After repeated calls by economists and the international community for government to show commitment towards economic revival, Finance minister Patrick Chinamasa said Zimbabwe’s current economic situation was not insurmountable, but required investor-friendly policies.
“What we need to do is to make sure that we pursue policies that attract foreign direct investment, more participation on our stock exchange through equity and that we make it conducive for support or lines of credit to our financial services sector,” Chinamasa said at a media briefing yesterday.
He said cabinet recently tasked Indigenisation minister Francis Nhema to come up with an indigenisation framework aimed at clarifying the controversial law.
Chinamasa said cabinet on June 24 approved principles to set up statutorily the Zimbabwe Debt Management Office (ZDMO) responsible for debt management operations relating to government debt, lending and guarantees, local council debt and public enterprise debt.

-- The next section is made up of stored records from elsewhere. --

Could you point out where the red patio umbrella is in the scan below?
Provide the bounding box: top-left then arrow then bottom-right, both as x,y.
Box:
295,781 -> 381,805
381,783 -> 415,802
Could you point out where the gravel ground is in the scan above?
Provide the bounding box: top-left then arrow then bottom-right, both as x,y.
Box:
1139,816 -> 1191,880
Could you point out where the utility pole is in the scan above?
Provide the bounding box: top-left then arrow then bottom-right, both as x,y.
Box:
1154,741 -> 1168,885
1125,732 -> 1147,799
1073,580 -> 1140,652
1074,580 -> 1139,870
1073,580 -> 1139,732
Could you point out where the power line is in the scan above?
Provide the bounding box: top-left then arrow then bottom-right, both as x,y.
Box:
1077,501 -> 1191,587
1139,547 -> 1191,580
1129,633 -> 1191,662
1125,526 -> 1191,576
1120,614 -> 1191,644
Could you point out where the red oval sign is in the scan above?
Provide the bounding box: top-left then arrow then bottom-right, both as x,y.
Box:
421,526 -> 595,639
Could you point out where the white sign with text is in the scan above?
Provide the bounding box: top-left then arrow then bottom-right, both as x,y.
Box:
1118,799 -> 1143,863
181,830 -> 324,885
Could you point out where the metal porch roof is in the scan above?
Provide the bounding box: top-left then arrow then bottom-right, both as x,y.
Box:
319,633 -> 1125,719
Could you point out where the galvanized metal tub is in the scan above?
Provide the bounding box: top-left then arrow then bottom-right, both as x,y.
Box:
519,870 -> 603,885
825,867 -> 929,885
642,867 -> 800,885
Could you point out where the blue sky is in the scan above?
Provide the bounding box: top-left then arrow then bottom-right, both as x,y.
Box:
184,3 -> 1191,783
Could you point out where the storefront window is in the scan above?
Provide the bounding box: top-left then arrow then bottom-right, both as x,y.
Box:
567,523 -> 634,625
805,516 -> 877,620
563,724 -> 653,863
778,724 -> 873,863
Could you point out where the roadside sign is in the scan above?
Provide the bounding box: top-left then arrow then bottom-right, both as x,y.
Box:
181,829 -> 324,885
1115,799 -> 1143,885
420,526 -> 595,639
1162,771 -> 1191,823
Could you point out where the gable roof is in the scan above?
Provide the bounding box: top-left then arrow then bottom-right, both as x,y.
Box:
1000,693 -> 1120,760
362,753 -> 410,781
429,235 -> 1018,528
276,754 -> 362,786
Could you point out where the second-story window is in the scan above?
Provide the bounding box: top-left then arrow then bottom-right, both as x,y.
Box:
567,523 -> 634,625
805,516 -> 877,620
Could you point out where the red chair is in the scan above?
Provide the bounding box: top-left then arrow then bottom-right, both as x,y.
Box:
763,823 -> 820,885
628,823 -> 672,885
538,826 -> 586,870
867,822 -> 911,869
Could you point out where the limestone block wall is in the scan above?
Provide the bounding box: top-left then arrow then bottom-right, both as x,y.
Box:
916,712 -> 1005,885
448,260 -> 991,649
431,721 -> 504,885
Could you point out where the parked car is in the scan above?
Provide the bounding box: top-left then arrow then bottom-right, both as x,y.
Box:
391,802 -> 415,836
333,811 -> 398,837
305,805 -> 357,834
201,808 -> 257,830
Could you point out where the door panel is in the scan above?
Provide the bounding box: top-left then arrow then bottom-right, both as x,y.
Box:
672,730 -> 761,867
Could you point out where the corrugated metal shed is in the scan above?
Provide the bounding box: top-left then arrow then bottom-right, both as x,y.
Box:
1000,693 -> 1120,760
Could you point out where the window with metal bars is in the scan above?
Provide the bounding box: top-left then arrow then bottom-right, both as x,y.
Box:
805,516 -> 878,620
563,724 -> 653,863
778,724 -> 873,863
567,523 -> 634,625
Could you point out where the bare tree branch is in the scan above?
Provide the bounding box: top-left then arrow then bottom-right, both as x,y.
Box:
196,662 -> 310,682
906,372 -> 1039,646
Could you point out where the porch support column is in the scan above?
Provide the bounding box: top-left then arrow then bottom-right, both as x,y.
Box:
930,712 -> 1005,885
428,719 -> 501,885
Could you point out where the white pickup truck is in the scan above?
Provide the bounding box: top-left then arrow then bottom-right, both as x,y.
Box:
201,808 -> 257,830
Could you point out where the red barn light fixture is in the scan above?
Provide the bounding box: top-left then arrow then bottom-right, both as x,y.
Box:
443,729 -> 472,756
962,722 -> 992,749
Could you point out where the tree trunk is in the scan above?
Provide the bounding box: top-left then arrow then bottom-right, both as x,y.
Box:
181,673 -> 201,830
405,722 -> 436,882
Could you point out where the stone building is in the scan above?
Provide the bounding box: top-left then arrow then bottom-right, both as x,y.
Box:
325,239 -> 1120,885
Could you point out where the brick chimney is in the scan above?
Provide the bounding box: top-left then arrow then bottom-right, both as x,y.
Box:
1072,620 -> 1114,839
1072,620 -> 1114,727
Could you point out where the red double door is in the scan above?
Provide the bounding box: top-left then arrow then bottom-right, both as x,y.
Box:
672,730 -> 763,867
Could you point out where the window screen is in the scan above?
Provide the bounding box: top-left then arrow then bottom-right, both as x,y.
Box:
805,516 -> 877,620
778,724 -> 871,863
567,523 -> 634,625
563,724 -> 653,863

the ZDMO will, among other things, maintain a comprehensive and credible computerised database of public and publicly guaranteed external debt, formulate debt management policy and strategy and advise the minister on all issues relating to debt management and government borrowings, Chinamasa said.
“The debt overhang is an inhibiting factor in terms of securing and mobilising fresh capital,” he said.
“The framework will monitor how we incur debt and for what purpose and of course we are giving priority to infrastructure.”
A centralised debt system will be created and see all transactions for public and publicly guaranteed debts going through Chinamasa’s office.
Currently, Zimbabwe is engaging its creditors with a view to agreeing on a solution to clear the existing debt in order to access fresh money to build capacity to repay arrears.
“This may take two to three years,” Chinamasa said, adding the country needed to be in good standing with multilateral creditors such as the World Bank and International Monetary Fund to get soft loans at rates of below 1% interest as well as fund infrastructure projects.
As at December 2013, Chinamasa said Zimbabwe’s external and internal debt, dating back to before 1980 when the country attained independence, amounted to US$9,9 billion.
He said most of the debt relates to government guarantees on farm dam construction around the 1980s and 1990s.
The US$9,9 billion comprises US$8,9 billion external debt and US$994 000 total domestic debt. Public external debt comprised 56% of total external debt.
The Reserve Bank of Zimbabwe (RBZ) domestic debt, which will soon be assumed by government, amounts to US$754 million.
Total public and publicly guaranteed external debt stood at US$6,96 billion and was made up of US$5 billion public external debt, US$1,4 billion publicly guaranteed external debt and US$596 million RBZ external debt to bring the private sector non-guaranteed debt to US$1,96 million, US$1 billion being long to medium term and the balance short term.